I was born in Anatkasy, a village in the Komsomolsk district, Chuvash Republic, as the son of a farmer and a veterinarian. I grew up in the post-war years when there were food shortages. My two brothers and I helped our parents a lot. We worked at the collective farm, helped at home, and gathered firewood. Life was not easy.
Our family kept a milk cow but we almost never drank milk – it had to be sold so the family could afford to buy the things we needed. Our mother only treated us to a big mug of milk on major holidays.
After finishing school I studied at the agricultural college and became a technician-mechanic. Soon I was called up for service in the Soviet army. I served in the frontier (border) guards in the Russian Far East. There I started to smoke and for more than 30 years I couldn’t give up this harmful habit.

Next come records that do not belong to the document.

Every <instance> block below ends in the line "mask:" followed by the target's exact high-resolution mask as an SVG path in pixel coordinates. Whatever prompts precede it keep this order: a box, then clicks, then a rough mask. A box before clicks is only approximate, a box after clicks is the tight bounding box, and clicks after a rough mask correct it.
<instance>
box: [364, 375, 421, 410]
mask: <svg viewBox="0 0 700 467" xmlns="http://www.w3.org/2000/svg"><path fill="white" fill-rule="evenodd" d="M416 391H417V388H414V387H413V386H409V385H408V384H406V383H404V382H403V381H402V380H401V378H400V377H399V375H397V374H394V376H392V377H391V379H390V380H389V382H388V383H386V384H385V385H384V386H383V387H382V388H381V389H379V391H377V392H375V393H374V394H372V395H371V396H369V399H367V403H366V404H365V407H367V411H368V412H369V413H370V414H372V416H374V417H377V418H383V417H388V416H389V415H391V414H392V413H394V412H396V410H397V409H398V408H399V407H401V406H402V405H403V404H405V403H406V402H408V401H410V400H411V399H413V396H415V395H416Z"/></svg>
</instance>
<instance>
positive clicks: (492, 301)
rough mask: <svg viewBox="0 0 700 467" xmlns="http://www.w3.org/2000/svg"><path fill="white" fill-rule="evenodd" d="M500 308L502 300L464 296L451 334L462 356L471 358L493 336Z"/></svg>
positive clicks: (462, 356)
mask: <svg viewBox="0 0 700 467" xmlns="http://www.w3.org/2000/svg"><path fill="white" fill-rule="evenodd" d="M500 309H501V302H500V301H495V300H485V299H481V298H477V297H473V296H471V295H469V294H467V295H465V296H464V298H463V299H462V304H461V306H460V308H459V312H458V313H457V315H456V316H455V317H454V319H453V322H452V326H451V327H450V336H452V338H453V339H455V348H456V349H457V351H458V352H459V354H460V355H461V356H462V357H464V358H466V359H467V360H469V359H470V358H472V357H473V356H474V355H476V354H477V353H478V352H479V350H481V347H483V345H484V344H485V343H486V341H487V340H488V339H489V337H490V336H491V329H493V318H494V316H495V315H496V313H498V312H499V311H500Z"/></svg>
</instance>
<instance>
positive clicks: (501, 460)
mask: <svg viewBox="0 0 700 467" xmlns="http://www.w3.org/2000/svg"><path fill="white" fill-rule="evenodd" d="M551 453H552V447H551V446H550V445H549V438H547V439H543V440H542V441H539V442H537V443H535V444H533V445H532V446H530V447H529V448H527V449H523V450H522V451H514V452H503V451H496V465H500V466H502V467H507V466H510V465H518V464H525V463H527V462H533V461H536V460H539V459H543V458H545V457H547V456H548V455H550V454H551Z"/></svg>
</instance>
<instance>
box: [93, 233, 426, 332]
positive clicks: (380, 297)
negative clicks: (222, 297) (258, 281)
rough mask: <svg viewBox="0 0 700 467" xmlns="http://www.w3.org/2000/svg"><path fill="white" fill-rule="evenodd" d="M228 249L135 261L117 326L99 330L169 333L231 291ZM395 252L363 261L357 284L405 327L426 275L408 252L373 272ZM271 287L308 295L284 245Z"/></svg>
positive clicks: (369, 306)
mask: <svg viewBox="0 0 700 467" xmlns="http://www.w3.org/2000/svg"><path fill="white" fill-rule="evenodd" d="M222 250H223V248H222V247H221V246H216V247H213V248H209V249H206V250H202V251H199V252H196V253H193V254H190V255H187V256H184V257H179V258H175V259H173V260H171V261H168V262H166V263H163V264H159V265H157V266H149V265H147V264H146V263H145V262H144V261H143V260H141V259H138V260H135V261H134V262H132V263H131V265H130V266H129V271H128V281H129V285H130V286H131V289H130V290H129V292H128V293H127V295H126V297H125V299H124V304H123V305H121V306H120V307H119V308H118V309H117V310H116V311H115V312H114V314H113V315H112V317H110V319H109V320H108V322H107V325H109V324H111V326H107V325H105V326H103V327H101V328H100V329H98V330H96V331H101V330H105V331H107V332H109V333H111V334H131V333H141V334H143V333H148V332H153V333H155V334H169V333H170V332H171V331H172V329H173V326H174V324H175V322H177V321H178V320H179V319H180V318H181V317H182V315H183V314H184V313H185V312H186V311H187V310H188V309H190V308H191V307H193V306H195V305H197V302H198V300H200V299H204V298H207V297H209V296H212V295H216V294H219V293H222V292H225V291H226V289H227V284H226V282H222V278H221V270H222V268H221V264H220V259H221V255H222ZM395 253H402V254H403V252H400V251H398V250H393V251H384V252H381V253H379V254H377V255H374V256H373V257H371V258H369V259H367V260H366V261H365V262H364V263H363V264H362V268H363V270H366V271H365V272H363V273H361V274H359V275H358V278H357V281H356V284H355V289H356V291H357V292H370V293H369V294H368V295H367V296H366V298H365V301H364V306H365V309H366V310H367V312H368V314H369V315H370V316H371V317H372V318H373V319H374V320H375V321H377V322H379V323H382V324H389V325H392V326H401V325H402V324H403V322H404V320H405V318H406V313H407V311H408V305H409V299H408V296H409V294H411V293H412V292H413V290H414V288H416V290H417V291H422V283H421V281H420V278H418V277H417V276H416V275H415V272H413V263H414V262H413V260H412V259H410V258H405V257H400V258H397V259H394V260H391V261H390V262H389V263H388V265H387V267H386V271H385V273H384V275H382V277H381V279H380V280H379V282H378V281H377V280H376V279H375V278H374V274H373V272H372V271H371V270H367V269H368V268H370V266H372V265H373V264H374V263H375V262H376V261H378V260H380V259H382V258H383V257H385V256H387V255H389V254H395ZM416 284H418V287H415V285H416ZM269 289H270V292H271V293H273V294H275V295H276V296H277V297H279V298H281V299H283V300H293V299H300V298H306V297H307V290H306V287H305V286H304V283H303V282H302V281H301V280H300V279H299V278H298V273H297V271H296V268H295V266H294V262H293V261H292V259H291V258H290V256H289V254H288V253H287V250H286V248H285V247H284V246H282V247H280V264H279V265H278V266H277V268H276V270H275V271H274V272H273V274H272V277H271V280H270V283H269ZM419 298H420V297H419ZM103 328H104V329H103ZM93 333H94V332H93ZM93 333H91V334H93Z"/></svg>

After the army I worked at a collective farm as a tractor-driver. Even now I have a passion for technology and engineering: sometimes I repair my neighbor's car or my grandson’s moped. I got married at the age of 30, and now have two sons and grandchildren. I built my own house, chopped down a great many trees in the forest and harvested a lot of wood. In short, I did a great amount of hard physical work in my life and yet everything seemed fine.
In the nineties, when collective farms fell apart, I had to work at construction sites as a carpenter, bricklayer or laborer. I think that’s where I may have ruined my health.
One day I fell and then found that I couldn’t stand up. I was brought to the hospital emergency room. Doctors diagnosed fractured vertebrae. For two months I was unable to either sit or walk, experiencing severe pain at the slightest movement. At that point I thought of my mother, who at age 80 had broken her hip after a fall. Not long afterwards she passed away, as my father had earlier.
I was fortunate to be moved to the Center of Traumatology, Orthopedics and Joint Endoprosthesis in Cheboksary, where doctors operated on me. They injected cement in two vertebrae and inserted metal structures in order to reinforce my spine. In the hospital the doctors checked my bones and found that they are very fragile. A lot of tests were done and the outcome was sobering: although I am only 57 years old my bones look as if I were 80. This is likely due to smoking, little consumption of dairy products, and ‘bad heredity’, i.e. a family history of osteoporosis.
I was told to eat healthy foods and taught a variety of targeted physical exercises. I had to quit smoking. I was also banned from lifting weights and was prescribed special medications.
Three months have passed since the operation and I now feel well and can walk on my own. I still wear a corset. Pain decreased significantly and I can help my wife take care of the turkeys and chickens. I regret that it is still difficult to put the cattle to pasture. So far it’s hard to drive a car too. The problem is in sitting for long periods of time. I believe that, with my doctors help, I’ll achieve a positive result. Starting in September I am going to attend a ‘School of Health’ which will help me learn how to maintain my bone health.
I am grateful to my doctors who took good care of me. Above all, it is important to believe in recovery!